Azure / acr

Azure Container Registry samples, troubleshooting tips and references
https://aka.ms/acr
Other
164 stars 114 forks source link

ACR streaming: failed to open remote file as tar file error #763

Closed alexp-openai closed 4 months ago

alexp-openai commented 5 months ago

Describe the bug I'm evaluating ACR streaming preview, and hit a problem where my container cannot start when streaming is enabled.

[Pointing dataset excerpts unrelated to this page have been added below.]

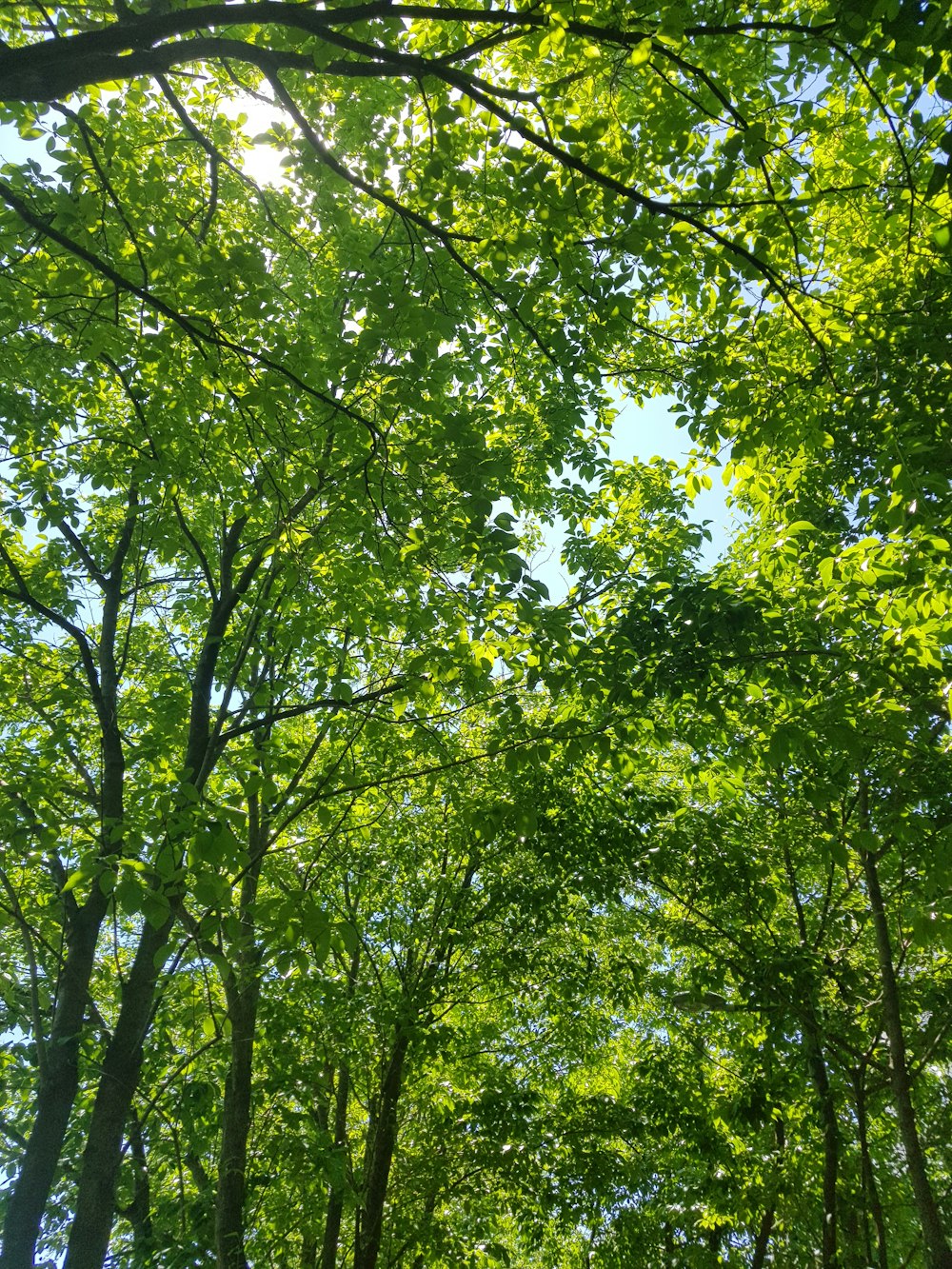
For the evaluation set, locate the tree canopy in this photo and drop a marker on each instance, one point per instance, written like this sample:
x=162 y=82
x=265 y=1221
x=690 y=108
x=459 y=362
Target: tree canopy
x=362 y=903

kubelet is repeatedly logging errors like that:

Normal   Pulling    8s (x2 over 41s)  kubelet            Pulling image "xxx.azurecr.io/test-alexp-jupyter-datascience-notebook:latest"
Warning  Failed     8s                kubelet            Error: failed to create containerd container: failed to attach and mount for snapshot 218: failed to enable target for /sys/kernel/config/target/core/user_999999999/dev_218, failed:failed to open remote file as tar file /https://xxx.azurecr.io/v2/test-alexp-jupyter-datascience-notebook/blobs/sha256:f16ce562223807a933f8040b1c3ce2a617377e7f160826980d7f8c6fcc84bb2f: No such file or directory: unknown

It's interesting that there is a slash in front of "http" for the docker image url.

To Reproduce Steps to reproduce the behavior:

  1. I followed the instructions from https://medium.com/@rammadasu5/how-to-enable-artifact-streaming-on-your-aks-node-pools-to-stream-artifacts-from-acr-and-reduce-64bc22ba9788 , and used existing ACR registry and AKS node pool.
  2. Create a new deployment from an ACR copy of public jupyter-datascience-notebook image that has streaming enabled
  3. Container cannot start with CreateContainerError error and the error message above.

Expected behavior Container should start

Screenshots If applicable, add screenshots to help explain your problem.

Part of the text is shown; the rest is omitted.